[TiDB Usage Environment] Production Environment / Testing / Poc
[TiDB Version] 6.5.3 Can it be downgraded? Too many issues.
[Reproduction Path] What operations were performed that caused the issue
[Encountered Issues: Issue Symptoms and Impact]
[Resource Configuration]
[Attachments: Screenshots / Logs / Monitoring]
After the cluster upgrade was successful, two nodes kept losing leaders, causing the cluster to remain unstable, and the QPS dropped to less than 1/5 of the original. A large number of execution statements timed out, and it was not an issue with a single statement. Initially, TiFlash reported an error and was unusable. With the support of forum members, the TiFlash node was reinstalled, and normal TiFlash access was restored. Now the cluster is extremely unstable, and any SQL statement may get stuck.
Production. I thought 6.5.3 was already a fixed version, but after upgrading, the problems were very serious, and people are about to be driven to collapse.
Find a new environment (using the old cluster version), move the data back, and switch it.
Organize the current issues, focusing on identifying the critical ones, and pass them up so everyone can help you review them.
Leader is gone? What does that mean?
TiFlash is much more stable in versions after 6.X compared to 5.X.
CDC is the same, it has even been restructured… much more stable than before…
If you expect a quicker resolution, you still need to properly organize the background and key issues (even though you are in a hurry, sharpening the axe won’t delay the job of chopping firewood, and the toothpaste squeezing method will undoubtedly increase the time cost).
My cluster is relatively large and cannot be managed in a short time. It is approximately 20TB in total, with 6 KV nodes and 2 TiFlash nodes.
1). One of the KV nodes’ leader count suddenly drops from 120K to 0, then slowly recovers to balance, but it doesn’t stay stable for more than five minutes before dropping again. This cycle repeats continuously.
2). I upgraded from 6.1.5 to 6.5.3 to resolve some issues in 6.1 (specifically the low performance of CDC, as I saw that 6.5 improved from 4000/s to 35000/s, which convinced me to upgrade).
3). CDC is practically unusable, similar to the issues other friends on the forum have encountered. Please see others’ feedback: TICDC distributing data to one table per TOPIC often inexplicably freezes, with no new data being written - Suggestions / Product Defects - TiDB Q&A Community (asktug.com). No one seems to be able to provide a clear explanation.
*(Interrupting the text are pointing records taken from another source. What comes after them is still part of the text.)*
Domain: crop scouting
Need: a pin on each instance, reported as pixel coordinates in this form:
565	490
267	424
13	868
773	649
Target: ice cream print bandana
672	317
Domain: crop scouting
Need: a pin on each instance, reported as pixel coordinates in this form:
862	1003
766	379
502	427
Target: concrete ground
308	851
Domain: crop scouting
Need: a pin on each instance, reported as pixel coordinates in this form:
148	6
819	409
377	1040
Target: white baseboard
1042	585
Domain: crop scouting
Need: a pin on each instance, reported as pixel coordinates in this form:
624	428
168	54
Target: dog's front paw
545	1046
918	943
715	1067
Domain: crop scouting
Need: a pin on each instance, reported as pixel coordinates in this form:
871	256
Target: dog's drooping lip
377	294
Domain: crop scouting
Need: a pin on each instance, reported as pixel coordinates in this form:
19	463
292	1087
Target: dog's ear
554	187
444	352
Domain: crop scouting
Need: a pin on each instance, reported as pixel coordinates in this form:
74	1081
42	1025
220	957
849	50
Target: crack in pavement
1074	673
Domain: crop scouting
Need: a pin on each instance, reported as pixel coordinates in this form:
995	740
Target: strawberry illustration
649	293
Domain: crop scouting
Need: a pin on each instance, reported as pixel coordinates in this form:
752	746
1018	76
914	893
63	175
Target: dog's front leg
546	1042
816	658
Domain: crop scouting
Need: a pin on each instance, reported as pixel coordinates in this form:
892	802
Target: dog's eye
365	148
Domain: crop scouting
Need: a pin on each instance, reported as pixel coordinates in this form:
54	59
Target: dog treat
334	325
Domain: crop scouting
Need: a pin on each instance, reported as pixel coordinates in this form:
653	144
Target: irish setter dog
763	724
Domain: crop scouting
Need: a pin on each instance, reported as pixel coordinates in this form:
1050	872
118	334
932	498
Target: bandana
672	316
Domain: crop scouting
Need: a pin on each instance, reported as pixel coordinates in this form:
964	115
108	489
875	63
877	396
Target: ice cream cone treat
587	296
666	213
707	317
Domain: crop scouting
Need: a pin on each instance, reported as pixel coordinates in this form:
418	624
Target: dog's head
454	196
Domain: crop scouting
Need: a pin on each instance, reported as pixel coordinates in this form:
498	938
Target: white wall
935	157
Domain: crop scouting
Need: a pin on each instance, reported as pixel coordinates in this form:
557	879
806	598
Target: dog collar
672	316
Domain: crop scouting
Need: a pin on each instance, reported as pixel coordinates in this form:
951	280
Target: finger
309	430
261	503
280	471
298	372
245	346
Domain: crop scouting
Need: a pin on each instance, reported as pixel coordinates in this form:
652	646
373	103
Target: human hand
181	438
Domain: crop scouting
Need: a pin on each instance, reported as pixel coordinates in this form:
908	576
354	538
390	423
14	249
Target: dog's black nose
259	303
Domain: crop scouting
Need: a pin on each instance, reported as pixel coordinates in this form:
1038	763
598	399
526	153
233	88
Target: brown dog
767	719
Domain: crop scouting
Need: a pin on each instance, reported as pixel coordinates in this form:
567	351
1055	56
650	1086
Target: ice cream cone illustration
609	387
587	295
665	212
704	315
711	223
For example, in such a situation, can anyone help me see what’s going on…
I’ve been struggling with this for two or three days, and the entire cluster is on the verge of collapse, basically unusable.
There is a known issue with CDC where it collects some status and data information from Kafka at startup or periodically for performance and processing statistics of CDC.
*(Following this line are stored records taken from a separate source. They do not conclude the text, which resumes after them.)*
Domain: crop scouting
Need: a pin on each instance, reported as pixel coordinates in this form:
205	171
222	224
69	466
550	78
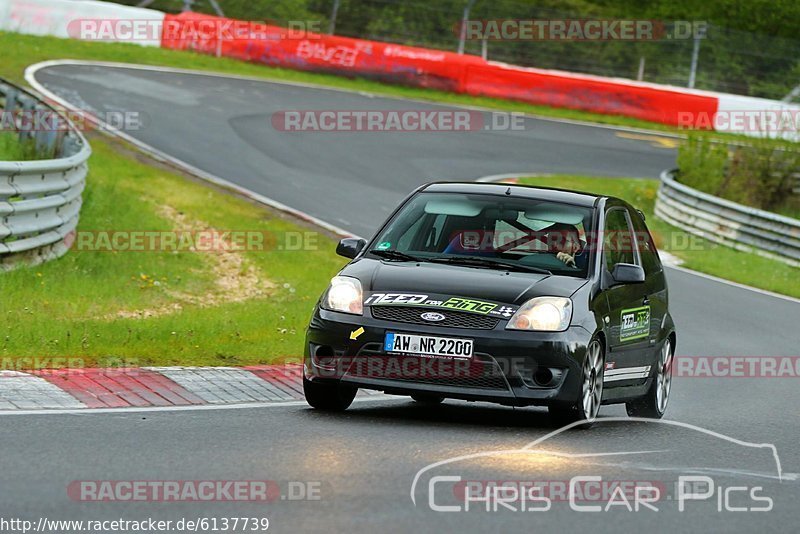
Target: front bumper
508	367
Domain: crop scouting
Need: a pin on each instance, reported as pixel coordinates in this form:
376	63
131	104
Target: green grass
20	51
67	308
698	254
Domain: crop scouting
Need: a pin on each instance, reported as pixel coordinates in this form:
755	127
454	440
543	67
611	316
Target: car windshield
489	231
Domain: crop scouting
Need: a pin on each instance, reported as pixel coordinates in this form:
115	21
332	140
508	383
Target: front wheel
654	403
586	407
328	396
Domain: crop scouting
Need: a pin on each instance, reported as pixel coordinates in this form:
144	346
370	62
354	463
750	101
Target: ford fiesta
502	293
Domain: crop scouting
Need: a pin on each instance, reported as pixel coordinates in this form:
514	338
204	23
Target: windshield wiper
469	261
394	255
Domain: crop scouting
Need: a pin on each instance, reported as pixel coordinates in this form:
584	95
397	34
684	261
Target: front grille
482	372
453	319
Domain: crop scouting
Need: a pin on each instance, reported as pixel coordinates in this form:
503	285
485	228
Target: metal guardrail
40	200
728	223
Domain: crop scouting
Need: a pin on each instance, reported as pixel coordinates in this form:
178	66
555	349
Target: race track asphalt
366	459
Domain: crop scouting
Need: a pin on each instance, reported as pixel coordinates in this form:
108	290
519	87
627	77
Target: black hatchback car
502	293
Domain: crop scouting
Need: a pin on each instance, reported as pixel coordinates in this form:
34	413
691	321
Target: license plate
443	347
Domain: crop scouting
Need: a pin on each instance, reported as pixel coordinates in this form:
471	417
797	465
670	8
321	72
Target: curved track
366	459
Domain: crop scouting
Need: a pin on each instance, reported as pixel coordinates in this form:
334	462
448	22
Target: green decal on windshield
634	323
476	306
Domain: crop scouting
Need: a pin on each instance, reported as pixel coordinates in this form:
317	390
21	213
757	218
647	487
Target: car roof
565	196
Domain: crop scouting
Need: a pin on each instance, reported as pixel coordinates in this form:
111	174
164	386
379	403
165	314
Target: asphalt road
366	459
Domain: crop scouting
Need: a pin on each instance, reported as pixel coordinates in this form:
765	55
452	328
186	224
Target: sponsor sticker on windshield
431	301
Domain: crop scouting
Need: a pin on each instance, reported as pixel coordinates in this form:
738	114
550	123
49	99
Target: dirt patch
234	279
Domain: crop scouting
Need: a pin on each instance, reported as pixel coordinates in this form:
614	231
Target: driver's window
617	239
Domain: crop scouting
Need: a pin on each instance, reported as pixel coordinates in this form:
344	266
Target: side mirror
350	247
627	273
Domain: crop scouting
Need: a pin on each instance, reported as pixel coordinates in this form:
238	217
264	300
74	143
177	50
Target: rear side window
617	239
647	249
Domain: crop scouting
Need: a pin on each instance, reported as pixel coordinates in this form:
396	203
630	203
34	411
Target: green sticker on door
634	323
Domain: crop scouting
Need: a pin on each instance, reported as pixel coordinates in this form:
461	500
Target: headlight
546	314
344	295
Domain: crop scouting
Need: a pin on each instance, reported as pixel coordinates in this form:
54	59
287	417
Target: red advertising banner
436	69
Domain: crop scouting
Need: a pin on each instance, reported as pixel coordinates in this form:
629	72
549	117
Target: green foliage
757	172
751	49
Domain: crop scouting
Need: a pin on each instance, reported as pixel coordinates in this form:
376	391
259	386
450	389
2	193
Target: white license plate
444	347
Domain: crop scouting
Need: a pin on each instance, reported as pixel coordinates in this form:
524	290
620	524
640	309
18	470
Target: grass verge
103	308
697	254
20	51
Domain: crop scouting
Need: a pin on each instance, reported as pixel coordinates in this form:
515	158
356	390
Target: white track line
196	408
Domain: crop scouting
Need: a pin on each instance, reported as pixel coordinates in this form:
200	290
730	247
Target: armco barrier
728	223
40	200
438	69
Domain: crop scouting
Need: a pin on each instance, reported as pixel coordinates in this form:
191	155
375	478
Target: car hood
499	286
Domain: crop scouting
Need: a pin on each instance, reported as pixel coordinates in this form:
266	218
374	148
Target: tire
587	405
328	396
430	400
654	403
However, this issue does not mention when it will be fixed…
There is a workaround, which requires modifying the source code and then packaging a patcher to skip it.
This issue is uncertain, and it might not be the one you encountered.
If the region leader is not balanced enough, you can refer to the troubleshooting guide and check it step by step.
Basically, it is a timeout issue, causing the follower to think the original leader is dead, which will initiate an election to select a new leader.
You can refer to the following for specific operations:
I currently have 6 nodes, four of which are stable, and 2 are experiencing significant drops. I have set them to not enable Leader, so they can barely run. CDC and TiFlash cannot be turned off, especially TiFlash, as business queries use TiFlash to accelerate. If TiFlash is turned off, it will cause a large number of big queries to fall on TiKV, resulting in durations of over 5 minutes. There doesn’t seem to be any obvious hotspot issues. Are there any logs that can be investigated? For example, I see something like this:
2023-06-23 19:04:30 (UTC+08:00)
TiKV 10.10.10.156:20160
[cleanup_sst.rs:119] [“get region failed”] [err=“failed to load full sst meta from disk for [242, 148, 145, 51, 128, 141, 72, 6, 165, 188, 254, 164, 106, 120, 179, 243] and there isn’t extra information provided: Engine Engine(Status { code: IoError, sub_code: None, sev: NoError, state: "Corruption: file is too short (0 bytes) to be an sstable: /data/tidb-data/tikv-20160/import/f2949133-808d-4806-a5bc-fea46a78b3f3_4080615702_42367_145285_write.sst" })”]
The log indicates that the file /data/tidb-data/tikv-20160/import/f2949133-808d-4806-a5bc-fea46a78b3f3_4080615702_42367_145285_write.sst has a size of 0. You should check if this is the case, as it seems that some data stored in this TiKV might be lost.